As seen from most of the United States, the beautiful crescent Moon will just squeak past the bright star Aldebaran early tomorrow. They’ll be separated by no more than a degree or two as they climb into view a couple of hours before sunrise. And from northern Minnesota and parts of Canada, the Moon will pass in front of the star, briefly blocking it from view.
Such a passage is known as an occultation. And over the last century or two, astronomers have used occultations to learn more about the stars the Moon covers up, and about the Moon’s orbit around Earth.
Precise timing of an occultation reveals the Moon’s exact position in the sky. That can be used to refine models of the Moon’s orbit. That helps get spacecraft to the Moon, and helps refine our understanding of gravity.
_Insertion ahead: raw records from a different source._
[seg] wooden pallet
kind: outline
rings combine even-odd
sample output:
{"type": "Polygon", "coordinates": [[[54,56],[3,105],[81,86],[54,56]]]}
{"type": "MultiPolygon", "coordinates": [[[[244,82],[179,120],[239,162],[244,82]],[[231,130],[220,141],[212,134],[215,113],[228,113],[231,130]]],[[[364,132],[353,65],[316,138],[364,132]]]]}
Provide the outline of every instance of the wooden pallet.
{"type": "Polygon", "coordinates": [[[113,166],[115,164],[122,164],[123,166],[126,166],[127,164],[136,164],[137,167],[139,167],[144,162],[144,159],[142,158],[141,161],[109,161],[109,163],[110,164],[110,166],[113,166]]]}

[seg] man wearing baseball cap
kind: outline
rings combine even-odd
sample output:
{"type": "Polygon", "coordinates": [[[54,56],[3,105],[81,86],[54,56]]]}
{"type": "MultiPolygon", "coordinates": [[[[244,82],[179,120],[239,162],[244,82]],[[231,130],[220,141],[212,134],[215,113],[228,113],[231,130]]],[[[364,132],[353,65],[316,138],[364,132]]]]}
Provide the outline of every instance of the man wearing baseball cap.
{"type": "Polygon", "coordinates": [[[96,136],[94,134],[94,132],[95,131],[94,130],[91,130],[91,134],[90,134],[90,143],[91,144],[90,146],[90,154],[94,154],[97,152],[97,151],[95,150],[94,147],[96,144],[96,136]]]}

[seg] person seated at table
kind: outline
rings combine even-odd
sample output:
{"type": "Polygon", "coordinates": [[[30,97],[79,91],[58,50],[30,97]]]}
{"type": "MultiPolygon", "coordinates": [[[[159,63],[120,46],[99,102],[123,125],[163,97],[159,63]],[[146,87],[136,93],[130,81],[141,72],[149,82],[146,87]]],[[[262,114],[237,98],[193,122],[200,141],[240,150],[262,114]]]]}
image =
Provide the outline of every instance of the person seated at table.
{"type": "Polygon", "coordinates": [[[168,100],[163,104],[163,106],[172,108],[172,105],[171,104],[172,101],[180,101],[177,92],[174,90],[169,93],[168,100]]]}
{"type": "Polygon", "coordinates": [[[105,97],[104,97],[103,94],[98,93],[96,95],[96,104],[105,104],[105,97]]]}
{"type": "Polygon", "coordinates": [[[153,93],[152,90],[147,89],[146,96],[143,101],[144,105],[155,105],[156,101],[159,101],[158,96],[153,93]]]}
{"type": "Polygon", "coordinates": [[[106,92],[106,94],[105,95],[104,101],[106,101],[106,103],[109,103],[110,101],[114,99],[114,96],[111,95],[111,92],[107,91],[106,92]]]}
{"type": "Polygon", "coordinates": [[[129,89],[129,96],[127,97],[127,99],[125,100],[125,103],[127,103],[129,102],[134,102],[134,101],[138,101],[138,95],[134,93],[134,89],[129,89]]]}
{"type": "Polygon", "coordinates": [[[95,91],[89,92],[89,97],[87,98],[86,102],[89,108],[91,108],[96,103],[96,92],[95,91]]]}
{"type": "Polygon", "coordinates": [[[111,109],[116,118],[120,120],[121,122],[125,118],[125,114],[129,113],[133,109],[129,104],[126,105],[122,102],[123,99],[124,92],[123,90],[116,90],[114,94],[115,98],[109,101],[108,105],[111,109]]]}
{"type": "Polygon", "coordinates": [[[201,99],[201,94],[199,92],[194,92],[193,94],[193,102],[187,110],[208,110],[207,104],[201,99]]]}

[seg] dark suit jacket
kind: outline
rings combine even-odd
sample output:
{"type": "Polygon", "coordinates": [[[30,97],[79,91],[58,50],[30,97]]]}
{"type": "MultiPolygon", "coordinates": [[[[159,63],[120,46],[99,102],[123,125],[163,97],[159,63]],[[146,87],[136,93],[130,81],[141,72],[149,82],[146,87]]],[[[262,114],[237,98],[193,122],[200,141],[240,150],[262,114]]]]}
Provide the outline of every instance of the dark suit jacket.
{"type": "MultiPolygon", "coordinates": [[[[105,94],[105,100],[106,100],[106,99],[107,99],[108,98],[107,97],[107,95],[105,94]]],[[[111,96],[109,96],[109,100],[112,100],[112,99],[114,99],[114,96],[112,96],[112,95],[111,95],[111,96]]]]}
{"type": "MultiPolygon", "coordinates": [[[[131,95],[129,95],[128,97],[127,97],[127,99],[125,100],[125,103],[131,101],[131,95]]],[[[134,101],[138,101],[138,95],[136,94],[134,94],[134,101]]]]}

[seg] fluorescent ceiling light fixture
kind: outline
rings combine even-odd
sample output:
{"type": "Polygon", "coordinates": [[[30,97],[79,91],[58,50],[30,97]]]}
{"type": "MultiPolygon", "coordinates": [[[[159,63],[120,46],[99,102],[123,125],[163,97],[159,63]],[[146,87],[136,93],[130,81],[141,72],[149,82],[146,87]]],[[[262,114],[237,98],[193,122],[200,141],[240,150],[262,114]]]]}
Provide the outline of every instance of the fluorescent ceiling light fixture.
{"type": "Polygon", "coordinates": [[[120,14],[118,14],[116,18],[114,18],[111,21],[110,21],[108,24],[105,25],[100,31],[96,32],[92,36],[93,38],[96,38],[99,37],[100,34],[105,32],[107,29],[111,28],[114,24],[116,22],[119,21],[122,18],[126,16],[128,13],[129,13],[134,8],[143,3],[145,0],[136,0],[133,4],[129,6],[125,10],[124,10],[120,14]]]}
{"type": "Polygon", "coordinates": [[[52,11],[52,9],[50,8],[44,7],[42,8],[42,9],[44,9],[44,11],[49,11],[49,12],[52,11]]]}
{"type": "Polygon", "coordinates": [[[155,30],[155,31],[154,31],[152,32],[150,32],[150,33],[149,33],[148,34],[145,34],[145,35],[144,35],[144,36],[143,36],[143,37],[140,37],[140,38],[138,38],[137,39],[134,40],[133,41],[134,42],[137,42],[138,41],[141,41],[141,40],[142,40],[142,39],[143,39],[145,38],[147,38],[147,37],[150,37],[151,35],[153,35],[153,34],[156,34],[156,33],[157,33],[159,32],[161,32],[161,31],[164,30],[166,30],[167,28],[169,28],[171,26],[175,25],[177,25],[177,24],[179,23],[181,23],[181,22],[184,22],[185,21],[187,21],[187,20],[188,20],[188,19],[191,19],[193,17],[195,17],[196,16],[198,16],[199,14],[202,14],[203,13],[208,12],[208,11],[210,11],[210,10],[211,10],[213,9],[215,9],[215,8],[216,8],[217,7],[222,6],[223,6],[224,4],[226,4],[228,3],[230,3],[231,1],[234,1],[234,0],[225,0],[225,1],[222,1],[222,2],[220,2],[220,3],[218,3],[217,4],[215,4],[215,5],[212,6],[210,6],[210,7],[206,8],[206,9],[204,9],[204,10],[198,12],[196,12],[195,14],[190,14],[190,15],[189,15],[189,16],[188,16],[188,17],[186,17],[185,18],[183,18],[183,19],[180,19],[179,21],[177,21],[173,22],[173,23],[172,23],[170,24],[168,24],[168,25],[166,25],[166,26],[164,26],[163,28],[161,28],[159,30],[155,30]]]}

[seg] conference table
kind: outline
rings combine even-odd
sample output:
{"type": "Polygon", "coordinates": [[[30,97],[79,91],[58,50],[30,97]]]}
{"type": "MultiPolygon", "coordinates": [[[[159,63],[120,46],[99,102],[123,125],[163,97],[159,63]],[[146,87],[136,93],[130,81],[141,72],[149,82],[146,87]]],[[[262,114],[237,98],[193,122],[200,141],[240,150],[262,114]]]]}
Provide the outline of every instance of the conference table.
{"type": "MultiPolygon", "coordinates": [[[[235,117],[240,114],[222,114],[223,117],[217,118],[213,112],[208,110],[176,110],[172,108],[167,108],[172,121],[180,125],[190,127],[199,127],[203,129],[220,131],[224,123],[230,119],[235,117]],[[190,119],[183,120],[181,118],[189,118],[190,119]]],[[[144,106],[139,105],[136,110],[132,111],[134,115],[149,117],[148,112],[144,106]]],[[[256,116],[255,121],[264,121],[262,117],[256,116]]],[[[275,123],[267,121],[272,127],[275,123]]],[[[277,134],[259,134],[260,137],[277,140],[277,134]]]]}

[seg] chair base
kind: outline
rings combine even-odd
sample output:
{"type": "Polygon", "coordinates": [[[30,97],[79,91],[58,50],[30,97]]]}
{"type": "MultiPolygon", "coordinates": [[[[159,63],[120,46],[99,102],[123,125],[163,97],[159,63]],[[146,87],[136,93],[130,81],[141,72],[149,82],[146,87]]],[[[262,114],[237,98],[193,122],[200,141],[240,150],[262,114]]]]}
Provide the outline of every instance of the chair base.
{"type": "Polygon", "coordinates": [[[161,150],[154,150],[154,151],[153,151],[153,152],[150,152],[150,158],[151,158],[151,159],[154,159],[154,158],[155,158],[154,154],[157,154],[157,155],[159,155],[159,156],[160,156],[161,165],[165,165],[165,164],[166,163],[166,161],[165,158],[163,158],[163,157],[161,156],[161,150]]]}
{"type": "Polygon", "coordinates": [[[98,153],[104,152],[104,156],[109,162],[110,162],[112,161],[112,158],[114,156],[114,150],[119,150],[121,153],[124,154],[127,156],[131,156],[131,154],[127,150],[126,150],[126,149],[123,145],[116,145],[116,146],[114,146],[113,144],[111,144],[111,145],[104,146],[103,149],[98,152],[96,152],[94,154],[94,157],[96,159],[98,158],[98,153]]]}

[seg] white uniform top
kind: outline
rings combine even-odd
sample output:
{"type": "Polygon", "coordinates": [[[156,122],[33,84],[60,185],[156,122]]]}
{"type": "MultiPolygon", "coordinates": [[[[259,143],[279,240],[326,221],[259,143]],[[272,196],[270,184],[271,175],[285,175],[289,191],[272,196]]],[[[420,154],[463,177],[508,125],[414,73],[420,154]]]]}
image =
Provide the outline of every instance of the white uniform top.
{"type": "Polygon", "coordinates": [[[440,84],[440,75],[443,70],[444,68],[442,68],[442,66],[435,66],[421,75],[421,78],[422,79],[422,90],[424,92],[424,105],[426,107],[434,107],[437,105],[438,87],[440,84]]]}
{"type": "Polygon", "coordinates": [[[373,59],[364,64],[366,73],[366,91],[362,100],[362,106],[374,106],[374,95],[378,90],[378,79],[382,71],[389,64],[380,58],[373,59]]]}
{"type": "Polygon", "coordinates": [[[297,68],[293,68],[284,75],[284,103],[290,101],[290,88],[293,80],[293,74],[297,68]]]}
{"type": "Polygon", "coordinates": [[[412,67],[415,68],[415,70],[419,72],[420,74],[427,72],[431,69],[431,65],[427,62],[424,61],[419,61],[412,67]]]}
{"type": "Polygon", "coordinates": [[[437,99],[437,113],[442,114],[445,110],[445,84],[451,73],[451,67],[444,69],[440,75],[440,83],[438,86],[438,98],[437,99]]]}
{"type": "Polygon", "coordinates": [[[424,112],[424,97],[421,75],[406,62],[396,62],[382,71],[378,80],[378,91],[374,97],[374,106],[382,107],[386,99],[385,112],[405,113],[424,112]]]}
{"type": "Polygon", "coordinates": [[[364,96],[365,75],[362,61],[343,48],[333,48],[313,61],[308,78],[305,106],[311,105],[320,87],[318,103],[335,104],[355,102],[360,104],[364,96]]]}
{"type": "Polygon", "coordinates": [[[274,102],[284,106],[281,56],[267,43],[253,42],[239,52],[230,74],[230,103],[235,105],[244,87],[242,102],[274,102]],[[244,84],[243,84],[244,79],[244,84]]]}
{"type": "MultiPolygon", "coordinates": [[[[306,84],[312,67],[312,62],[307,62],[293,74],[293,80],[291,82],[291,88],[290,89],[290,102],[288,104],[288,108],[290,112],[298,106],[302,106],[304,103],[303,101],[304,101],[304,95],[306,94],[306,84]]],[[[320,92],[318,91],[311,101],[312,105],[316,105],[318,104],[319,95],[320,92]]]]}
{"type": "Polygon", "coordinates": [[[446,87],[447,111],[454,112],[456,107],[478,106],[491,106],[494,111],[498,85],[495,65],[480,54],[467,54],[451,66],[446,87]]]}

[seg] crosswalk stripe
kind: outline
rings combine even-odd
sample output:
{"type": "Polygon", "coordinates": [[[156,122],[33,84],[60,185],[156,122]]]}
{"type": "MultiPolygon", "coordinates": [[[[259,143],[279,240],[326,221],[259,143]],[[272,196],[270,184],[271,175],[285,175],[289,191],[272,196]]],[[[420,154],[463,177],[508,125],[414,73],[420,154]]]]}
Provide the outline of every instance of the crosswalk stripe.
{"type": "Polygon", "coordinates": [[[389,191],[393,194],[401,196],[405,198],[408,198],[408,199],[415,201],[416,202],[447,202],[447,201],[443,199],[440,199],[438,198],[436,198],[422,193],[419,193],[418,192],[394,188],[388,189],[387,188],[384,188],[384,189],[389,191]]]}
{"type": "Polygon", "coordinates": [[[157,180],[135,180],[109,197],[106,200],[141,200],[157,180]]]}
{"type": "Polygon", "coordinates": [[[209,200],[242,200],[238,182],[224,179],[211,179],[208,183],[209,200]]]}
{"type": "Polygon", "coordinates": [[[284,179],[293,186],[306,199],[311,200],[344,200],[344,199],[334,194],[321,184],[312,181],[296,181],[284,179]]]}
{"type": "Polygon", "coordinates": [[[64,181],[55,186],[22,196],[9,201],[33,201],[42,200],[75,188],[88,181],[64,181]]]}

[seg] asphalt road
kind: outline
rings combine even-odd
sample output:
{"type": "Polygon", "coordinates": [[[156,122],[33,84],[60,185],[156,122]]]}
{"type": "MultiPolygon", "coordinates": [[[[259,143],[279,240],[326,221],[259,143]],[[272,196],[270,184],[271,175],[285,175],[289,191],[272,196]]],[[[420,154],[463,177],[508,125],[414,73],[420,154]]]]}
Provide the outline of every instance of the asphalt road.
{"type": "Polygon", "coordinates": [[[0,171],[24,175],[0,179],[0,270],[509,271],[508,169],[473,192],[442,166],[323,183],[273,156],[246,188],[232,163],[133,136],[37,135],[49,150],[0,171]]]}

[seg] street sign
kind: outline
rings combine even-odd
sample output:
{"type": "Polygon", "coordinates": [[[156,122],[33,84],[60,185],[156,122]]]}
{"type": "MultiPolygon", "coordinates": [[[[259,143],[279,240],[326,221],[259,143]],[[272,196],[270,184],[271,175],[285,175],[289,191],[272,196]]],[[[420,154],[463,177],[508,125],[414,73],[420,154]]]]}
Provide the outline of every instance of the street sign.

Occultations also can help astronomers measure the size of a star. Timing just how long it takes a star to disappear behind the Moon reveals its angular diameter — how big it looks in the sky. When that’s combined with the star’s distance, that tells us how big the star really is.
Occultations also can tell us if a star has a companion. If there’s more than one star in a system, then the light fades away in steps. If there’s only one star, it fades smoothly.
For the most part, other techniques have replaced occultation measurements. Even so, astronomers still keep an eye on most occultations — trying to learn just a little bit more about the Moon and stars.